Like other security watchdogs, Elson advocates having the TSA take a page from Israeli aviation security by more broadly instituting behavioral profiling techniques in which travelers are asked probing questions. The TSA has developed a limited version of the program at some airports, including Newark.

Without such expanded initiatives, the TSA is “going to fail, and they do, with constant, stunning regularity,” Elson said.

Newark Airport — which terrorists got through on Sept. 11, 2001, before hijacking United Flight 93, which later crashed in Pennsylvania — has been plagued by security lapses, screener shortages and testing failures since the TSA took over airport security from the FAA and private contractors in 2002.

From June to September 2004, for example, Newark Airport screeners missed one in four fake bombs or weapons that inspectors tried to sneak past checkpoints, according to weekly confidential inspection reports obtained that year by The Star-Ledger.

Such failings are not limited to Newark.

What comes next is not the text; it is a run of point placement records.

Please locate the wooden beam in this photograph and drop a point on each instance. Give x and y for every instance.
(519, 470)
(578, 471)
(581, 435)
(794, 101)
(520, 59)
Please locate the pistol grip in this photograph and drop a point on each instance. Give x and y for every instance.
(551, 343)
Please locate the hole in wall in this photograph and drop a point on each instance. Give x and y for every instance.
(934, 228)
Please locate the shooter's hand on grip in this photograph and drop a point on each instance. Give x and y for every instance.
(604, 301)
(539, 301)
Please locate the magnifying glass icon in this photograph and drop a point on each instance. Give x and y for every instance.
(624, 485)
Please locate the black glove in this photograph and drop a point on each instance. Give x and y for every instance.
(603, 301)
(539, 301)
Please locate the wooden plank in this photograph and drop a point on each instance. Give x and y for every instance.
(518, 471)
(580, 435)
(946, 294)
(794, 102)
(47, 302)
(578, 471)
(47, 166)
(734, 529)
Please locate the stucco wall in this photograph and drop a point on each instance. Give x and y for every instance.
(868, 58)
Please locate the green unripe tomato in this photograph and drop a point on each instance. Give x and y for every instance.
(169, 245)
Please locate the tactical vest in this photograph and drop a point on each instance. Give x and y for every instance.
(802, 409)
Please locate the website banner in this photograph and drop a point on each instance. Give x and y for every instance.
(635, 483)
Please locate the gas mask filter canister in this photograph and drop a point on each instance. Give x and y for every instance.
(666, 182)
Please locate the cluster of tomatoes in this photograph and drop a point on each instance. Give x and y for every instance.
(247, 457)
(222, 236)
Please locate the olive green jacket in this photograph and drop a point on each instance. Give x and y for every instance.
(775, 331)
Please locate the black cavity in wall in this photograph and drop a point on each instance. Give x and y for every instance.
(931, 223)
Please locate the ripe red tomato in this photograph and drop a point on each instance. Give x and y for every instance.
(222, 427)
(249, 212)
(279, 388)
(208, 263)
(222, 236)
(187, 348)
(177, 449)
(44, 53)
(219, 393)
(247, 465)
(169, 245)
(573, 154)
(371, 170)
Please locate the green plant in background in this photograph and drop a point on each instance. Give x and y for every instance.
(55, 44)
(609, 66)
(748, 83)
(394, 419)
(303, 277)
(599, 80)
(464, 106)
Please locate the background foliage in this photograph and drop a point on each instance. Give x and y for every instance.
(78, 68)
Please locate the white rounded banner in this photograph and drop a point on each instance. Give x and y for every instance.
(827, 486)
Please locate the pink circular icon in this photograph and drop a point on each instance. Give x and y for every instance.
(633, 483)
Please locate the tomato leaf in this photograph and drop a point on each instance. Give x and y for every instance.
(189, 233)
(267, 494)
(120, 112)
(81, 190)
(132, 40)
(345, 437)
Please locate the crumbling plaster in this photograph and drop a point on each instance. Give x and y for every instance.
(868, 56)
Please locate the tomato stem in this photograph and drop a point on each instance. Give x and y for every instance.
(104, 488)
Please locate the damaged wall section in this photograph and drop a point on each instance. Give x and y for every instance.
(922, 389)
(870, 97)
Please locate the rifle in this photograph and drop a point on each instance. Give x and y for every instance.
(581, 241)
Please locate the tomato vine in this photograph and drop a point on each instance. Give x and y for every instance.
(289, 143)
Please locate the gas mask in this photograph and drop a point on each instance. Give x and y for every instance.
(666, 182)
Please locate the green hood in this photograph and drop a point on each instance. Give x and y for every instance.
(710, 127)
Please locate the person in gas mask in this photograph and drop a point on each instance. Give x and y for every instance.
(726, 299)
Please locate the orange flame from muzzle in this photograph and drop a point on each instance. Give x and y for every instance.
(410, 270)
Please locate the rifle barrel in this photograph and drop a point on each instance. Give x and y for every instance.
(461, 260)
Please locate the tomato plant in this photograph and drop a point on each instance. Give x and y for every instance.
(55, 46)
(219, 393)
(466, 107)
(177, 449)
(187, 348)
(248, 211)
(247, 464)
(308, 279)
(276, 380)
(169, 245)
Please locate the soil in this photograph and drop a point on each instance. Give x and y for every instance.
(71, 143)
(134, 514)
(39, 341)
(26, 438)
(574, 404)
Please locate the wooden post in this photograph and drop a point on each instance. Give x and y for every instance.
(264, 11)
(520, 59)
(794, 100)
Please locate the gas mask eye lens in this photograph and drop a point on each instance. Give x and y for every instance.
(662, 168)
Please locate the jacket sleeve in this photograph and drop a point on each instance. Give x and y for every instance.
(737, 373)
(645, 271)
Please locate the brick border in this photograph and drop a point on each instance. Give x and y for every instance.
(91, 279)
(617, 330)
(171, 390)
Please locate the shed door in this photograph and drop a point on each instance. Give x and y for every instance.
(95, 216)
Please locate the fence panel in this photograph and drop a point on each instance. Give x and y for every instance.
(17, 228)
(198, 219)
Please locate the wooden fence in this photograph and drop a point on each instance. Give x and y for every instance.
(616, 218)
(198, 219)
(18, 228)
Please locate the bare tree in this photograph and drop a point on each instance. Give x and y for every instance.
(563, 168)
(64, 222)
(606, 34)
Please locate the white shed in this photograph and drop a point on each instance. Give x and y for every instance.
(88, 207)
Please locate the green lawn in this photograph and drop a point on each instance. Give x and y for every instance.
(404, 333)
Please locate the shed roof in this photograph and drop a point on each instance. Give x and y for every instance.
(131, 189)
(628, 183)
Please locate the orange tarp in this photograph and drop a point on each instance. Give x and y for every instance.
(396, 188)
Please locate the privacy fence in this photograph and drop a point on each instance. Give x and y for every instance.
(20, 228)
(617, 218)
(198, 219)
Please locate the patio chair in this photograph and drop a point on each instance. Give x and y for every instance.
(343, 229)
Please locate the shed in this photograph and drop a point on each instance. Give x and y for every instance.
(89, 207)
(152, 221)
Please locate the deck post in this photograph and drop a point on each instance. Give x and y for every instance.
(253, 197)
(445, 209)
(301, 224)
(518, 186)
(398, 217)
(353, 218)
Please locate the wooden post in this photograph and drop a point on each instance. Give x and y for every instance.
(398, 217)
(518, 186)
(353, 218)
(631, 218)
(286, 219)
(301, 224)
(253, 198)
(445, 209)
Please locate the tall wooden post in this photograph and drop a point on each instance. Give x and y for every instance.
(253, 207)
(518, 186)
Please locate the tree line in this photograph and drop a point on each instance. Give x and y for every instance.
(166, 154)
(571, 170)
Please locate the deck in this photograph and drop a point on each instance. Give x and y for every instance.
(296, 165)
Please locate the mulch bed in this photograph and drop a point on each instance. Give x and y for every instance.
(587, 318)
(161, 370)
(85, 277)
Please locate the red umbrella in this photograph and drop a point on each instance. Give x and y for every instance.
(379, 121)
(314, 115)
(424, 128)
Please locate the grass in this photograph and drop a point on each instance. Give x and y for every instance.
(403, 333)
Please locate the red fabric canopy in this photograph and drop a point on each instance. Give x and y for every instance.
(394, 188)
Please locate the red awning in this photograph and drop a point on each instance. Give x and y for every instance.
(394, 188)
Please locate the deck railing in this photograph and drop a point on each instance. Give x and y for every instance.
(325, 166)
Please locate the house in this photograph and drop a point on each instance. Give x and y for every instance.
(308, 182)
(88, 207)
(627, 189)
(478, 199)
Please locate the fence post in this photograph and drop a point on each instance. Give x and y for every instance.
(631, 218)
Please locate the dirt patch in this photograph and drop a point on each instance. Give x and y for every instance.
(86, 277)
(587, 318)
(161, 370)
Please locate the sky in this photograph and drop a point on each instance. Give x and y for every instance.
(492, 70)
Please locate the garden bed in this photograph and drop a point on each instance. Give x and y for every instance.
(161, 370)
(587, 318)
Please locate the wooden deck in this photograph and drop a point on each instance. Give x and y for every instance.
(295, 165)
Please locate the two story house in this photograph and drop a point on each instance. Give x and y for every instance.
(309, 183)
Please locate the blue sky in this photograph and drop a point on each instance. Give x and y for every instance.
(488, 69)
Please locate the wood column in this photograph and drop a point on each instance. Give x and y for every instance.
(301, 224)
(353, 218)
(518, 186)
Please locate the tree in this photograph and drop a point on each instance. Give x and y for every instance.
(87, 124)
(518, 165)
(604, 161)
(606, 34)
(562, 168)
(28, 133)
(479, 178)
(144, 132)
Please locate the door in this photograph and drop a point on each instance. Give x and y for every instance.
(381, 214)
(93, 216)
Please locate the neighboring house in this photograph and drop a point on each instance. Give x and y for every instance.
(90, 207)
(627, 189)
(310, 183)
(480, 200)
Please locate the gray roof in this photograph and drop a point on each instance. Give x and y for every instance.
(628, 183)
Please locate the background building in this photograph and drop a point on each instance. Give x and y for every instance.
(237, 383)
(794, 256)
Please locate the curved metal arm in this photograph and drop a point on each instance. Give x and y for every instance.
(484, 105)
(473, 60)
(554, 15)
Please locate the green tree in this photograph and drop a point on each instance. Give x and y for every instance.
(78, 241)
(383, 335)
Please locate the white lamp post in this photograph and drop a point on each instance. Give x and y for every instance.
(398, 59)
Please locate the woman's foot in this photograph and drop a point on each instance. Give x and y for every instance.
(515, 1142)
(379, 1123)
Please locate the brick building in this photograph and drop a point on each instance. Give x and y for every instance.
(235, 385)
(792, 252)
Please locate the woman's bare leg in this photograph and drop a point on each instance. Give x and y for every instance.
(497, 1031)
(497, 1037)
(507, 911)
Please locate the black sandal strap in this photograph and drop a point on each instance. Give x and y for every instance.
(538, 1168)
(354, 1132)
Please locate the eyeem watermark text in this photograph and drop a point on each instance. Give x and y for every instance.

An April 2006 report by the U.S. Government Accountability Office reiterated previous widespread GAO findings of screeners failing undercover tests at airports across the country.

“TSA covert testing has identified that weaknesses existed in the ability of TSOs (transportation security officers) to detect threat objects on passengers, in their carry-on bags, and in checked luggage,” the GAO reported. The agency, however, did not provide failure percentage rates in its report.

Bogdan Dzakovic, a TSA employee who testified before the 9/11 commission about his experience as a member of the FAA’s “Red Team” before the attacks, said such poor results are predictable.

“TSA’s learned nothing since 9/11, because they still don’t know what a ‘Red Team’ is for and what to do with the information,” said Dzakovic, who retains federal whistle-blower protections.

Dzakovic said it is time for TSA “Red Team” agents to “start thinking like terrorists” in order to develop theories on what tactics might be developed next to bring down airliners, rather than focusing exclusively on past techniques.

“It’s still a good reflection of how poorly the screening checkpoints are doing five years after 9/11 and billions of dollars later,” Dzakovic said of the continued poor test results. “TSA is always going to be one step behind the bad guy. The only solution to that is human profiling.”

TSA officials at the agency’s Virginia headquarters also declined to discuss specifics of the Newark Airport results, but defended their policies.

“Covert tests are conducted by security experts who expect significant fault rates commensurate with the tests’ high level of difficulty,” said Ann Davis, a TSA spokeswoman.

“Those tests strengthen the screening system by challenging the work force and identifying factors that could lead to a breach,” Davis said. “TSA then uses test results to adapt and improve upon our screening protocols and training regimens.”